Sauf que c’est un véritable aveu d’échec d’une politique énergétique censée avoir fait les prospectives qui s’imposaient lorsqu’il était possible d’anticiper. Annoncer aujourd’hui cette perspective aux Algériens, alors que plus de 90% des recettes en devises du pays sont toujours tributaires des exportations n’est pas pour rassurer. L’on a tendance à entendre de plus en plus ce type d’annonce qui paraîssait encore loin il y a seulement quelques années. Aujourd’hui, il s’agit de l’accepter et de faire en sorte de s’adapter aux nouvelles réalités qui s’annoncent. Les mauvaises langues diront que cette annonce de mauvais augure du ministre est destinée à alarmer afin de rendre inéluctable l’exploitation du gaz de schiste.
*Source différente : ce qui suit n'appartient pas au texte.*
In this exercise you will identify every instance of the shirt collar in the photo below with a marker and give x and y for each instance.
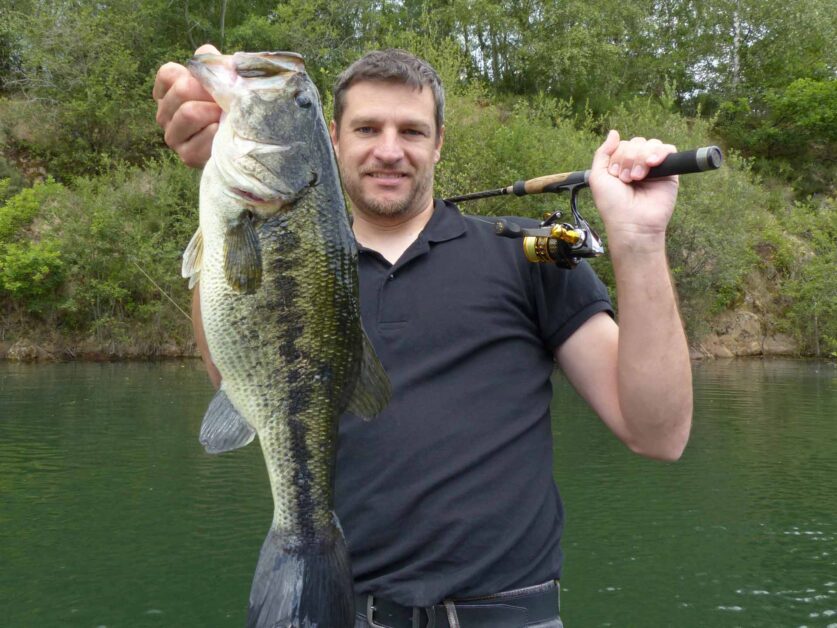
(446, 223)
Et faire passer la pilule à l’opinion particulièrement sceptique sur cette énergie dont on vante l’abondance, mais qui fait toujours polémique sur ses conséquences écologiques. Dans tous les cas de figure, les capacités du pays en énergie conventionnelle semblent bel et bien arrivées en zones critiques. L’annoncer aujourd’hui de façon brutale ne changera rien à la donne. En cette heure de vérité, la grande question demeure quelle en est l’alternative. La demande énergétique exponentielle du marché domestique est quelque chose de tout à fait normal pour un pays en développement. C’est même le cas de tous les pays du monde en évolution constante. Tant sur le plan de la population que de l’économie. L’Algérie, avec ses capacités naturelles, géographique et humaine, a toujours les moyens d’être un monstre énergétique si seulement une véritable politique en ce sens est entamée. L’énergie alternative et renouvelable est devenue depuis longtemps inévitable. Une option que le gouvernement devrait entreprendre comme une véritable politique stratégique et non pas en simple activité sectorielle.